Miss Schmidt opened her eyes to an impossible orange glare and a roar like the end of the world. For one full second she lay still, paralyzed by an utter disbelief; no light could have become so bright, no sound could have risen to this volume, without waking her as it began. Then she found a way to focus her eyes against the radiance, and saw the flames, and in what was left to her of her immobile second, she explained the whole thing to herself and said redly, of course, of course; it’s only a nightmare and
suppose there’s a fire?
—and that’s so
, Sam— And then she was out of bed in a single bound, standing in the center of the room, face to flaming face with reality. Everything was burning—everything! The drapes had already gone and the slats of the venetian blind, their cords gone, were heaped on the floor, going like a campfire. Even as she watched the screen sagged and crumpled, its pine frame glaring and spitting pitch through blistering paint. It fell outside.
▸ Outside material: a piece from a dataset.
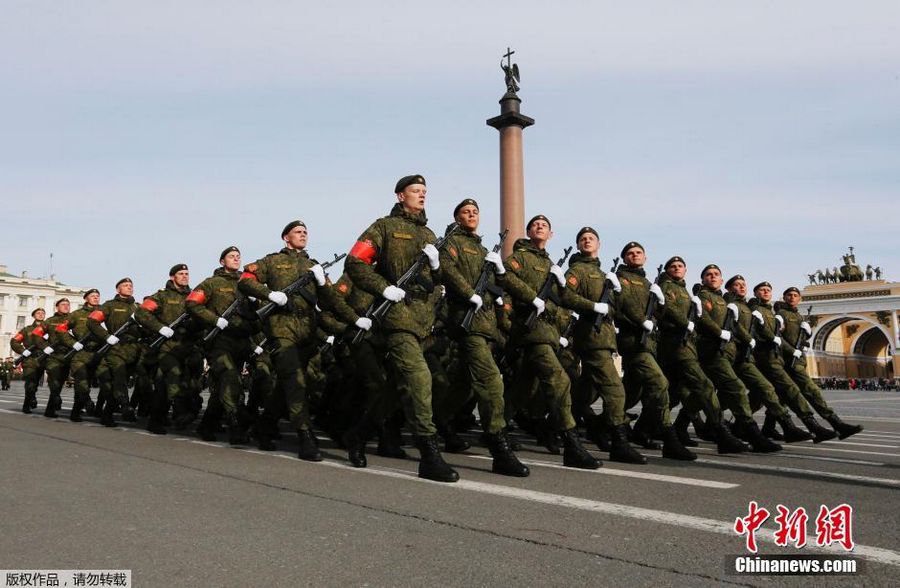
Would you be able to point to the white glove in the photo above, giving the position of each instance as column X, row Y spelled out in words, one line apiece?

Outside, outside! The window’s open, you’re on the ground floor; yes, and there on the chair, not burning yet, your bathrobe; take the robe and jump, quick!
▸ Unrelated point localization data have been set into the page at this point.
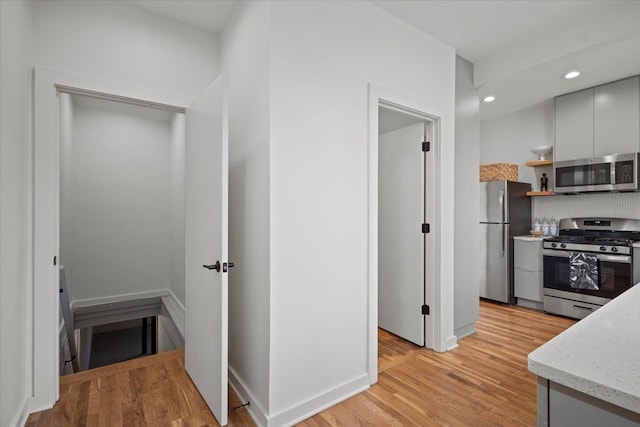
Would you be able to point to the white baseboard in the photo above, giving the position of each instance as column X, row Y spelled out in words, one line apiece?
column 299, row 411
column 451, row 342
column 319, row 403
column 255, row 409
column 465, row 331
column 20, row 419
Then, beyond belief, there was a second louder than the earth-filling roar, and different; fine hot powder and a hot hail of plaster showered on her shoulders; she looked up to see the main beam, right over her head, sag toward her and hang groaning, one part reaching to the other with broken flat fingers of splintered wood which gloved themselves in flame as she saw them. She cowered, and just then the handle of the door turned and a gout of smoke slammed it open and whisked out of sight in the updraft; and there in the hall stood Robin, grinding a fat little fist into one abruptly wakened eye. She could see his lips move, though she could hear nothing in this
mighty bellow of sound. She knew it, though, and heard it clearly in her mind: “What’s ’at noice?”

The beam overhead grumbled and again she was showered with plaster. She batted it off her shoulders, and whimpered. A great flame must have burst from the roof above her just then, for through the window she saw a brilliant glare reflected from the white clapboards of the garage wall outside. The glare tugged at her—
—and besides, her robe.…

The beam thundered and began to fall. Now she must make a choice, in microseconds. The swiftest thought would not be fast enough to weigh and consider and decide; all that could matter now was what was inside her, throwing switches (some so worn and easy to move!). A giant was throwing them, and he was strong; his strength was a conditioning deeper than
thou shalt not kill;
he was a lesson learned before she had learned to love God, or to walk, or to talk. He was her mother’s authority and the fear of all the hairy, sweaty, dangerous mysteries from which she had shielded herself all her life; and his name and title were Cover Thyself! With him, helping him, was the reflexive Save Thyself! and against these—Robin, whom she loved (but love is what she felt, once, for a canary, and once for a Raggedy Ann doll) and her sense of duty to Sue Martin (but so lightly promised, and at the time such a meaningless formality). There could be no choice in such a battle, though she must live with the consequences for all her years.